If you want to get technical, the first shows I went to were early 70s hippy parties in Olympia when my parents were young students at Evergreen and I was a toddler. I remember playing bongos for hours and crying when the adults tried to take them away. Instead of feeling nostalgic, by providing a connection from then-to-now, Peter Stampfel’s performance made me feel that today’s era is vital and alive by demonstrating how American folk music is the common trajectory that runs through all the different eras of underground music. Perhaps the 60s were just a stop along the way and not the defining moment of his life but just his media-designated “15 minutes”.

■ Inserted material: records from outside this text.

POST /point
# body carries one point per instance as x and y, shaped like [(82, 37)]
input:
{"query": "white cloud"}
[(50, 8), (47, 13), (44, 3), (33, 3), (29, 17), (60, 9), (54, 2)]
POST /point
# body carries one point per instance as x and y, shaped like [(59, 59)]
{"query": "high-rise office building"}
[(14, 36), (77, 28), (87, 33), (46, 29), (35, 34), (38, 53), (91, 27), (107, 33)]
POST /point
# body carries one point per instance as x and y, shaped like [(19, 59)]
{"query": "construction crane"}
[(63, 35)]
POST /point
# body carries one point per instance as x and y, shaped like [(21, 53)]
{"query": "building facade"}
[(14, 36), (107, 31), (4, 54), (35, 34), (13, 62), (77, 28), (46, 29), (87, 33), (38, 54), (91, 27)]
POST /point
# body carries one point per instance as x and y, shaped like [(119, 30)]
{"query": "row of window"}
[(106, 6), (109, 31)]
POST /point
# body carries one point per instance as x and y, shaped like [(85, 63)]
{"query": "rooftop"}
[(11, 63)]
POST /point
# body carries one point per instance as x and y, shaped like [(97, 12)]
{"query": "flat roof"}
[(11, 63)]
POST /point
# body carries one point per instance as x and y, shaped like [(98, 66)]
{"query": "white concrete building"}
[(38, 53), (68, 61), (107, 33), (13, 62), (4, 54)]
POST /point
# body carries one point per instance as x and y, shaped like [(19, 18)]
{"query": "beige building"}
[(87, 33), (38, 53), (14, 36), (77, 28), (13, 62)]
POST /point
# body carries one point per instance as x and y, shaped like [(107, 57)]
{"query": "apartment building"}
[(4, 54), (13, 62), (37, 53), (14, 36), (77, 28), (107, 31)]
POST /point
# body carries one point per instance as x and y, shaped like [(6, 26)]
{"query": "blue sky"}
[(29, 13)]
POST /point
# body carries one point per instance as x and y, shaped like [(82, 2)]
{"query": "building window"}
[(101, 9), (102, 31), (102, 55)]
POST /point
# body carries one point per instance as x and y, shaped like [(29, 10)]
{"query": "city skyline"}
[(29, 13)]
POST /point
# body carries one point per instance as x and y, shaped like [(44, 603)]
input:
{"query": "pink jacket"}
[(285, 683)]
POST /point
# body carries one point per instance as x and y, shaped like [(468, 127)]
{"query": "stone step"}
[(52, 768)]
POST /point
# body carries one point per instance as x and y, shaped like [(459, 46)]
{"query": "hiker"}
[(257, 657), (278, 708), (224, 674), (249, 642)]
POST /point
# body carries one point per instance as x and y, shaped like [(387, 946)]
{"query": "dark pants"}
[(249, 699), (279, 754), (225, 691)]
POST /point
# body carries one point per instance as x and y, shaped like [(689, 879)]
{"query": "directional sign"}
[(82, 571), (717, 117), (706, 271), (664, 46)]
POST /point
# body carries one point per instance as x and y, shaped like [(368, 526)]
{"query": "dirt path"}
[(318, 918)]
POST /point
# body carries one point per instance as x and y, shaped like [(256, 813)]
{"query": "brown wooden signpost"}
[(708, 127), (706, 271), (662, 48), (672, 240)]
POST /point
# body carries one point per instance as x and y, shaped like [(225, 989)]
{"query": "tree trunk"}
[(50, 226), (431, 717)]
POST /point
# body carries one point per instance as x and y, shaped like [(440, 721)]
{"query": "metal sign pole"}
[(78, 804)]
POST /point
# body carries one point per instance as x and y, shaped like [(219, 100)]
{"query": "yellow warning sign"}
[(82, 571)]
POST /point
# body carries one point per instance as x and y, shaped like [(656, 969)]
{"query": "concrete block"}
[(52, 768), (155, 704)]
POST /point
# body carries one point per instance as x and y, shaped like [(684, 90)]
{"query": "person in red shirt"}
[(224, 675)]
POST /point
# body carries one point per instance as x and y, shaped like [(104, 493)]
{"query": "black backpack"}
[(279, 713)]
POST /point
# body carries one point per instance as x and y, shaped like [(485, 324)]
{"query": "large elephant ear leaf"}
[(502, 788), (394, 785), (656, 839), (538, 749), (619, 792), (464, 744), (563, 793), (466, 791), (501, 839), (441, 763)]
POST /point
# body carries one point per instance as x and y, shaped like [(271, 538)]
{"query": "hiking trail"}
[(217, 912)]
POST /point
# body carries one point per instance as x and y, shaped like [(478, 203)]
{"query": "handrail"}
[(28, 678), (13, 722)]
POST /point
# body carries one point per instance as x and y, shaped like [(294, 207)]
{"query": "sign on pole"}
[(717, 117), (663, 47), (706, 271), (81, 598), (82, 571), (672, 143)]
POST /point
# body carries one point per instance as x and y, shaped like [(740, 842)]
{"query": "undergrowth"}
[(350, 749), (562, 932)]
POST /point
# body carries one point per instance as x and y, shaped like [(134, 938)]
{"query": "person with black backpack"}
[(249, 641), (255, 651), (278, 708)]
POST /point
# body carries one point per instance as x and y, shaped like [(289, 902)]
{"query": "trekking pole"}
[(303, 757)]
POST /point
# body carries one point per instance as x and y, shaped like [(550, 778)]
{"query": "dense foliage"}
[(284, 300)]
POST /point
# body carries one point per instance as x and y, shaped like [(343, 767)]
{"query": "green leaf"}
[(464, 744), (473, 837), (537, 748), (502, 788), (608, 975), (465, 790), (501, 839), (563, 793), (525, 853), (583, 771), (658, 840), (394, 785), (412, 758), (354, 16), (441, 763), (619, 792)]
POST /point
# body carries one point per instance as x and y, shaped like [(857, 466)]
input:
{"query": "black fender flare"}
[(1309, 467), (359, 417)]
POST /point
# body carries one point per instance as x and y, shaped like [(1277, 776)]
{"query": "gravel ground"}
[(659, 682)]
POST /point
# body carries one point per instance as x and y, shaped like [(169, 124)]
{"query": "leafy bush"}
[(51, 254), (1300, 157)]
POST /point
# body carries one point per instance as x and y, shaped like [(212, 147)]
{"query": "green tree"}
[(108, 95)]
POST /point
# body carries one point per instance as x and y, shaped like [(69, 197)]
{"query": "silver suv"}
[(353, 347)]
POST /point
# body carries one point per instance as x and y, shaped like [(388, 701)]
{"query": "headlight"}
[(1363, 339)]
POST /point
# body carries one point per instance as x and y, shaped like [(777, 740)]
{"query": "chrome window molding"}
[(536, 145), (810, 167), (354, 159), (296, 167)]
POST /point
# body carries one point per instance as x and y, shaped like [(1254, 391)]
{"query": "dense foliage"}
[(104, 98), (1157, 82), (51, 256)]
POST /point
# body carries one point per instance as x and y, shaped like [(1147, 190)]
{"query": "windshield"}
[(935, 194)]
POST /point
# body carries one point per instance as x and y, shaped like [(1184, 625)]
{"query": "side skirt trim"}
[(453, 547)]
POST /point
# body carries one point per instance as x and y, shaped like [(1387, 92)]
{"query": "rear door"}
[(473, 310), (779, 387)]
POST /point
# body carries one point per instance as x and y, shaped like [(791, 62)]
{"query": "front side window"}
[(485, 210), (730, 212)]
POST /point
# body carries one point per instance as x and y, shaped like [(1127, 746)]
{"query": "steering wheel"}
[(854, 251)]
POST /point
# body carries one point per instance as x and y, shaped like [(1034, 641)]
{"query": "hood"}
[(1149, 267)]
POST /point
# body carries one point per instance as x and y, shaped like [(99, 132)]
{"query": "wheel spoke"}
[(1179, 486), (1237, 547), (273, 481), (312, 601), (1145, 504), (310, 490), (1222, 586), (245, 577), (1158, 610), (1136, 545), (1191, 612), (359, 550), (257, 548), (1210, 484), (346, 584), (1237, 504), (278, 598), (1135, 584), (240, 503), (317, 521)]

Thinking about it now, with their use of washboard, fiddle, acoustic instruments and traditional arrangements, Peter Stampfel’s band even took things back to the 30s, connecting the dots between the hillbilly music of my grandparent’s generation in Oklahoma to today’s Olympia music scene. This makes me conceptualize folk as more of a cultural practice than a genre. For some, like Peter Seeger or Calvin Johson, maybe it’s a stance that challenges the notion that professional musicians are more valid than so-called amateurs. American garage punk from the 60s was very similar to 80s hardcore in that these were both times when teenagers played music together to entertain each other and participate in their own culture. ‘Making it big’ outside of your own scene wasn’t really even thought about by most people. In that sense maybe all of it can be considered folk music.

Between songs Peter Stampfel giggled like a wide eyed four-year-old. This and the exuberant joy displayed through his pottymouth, smart-ass lyrics and hopeful, kind, between-song banter made him seem much, much younger than most of the kids in the room. Suffice to say I went home and discovered The Holy Modal Rounders via YouTube, who, contrary to what I was told, are totally awesome.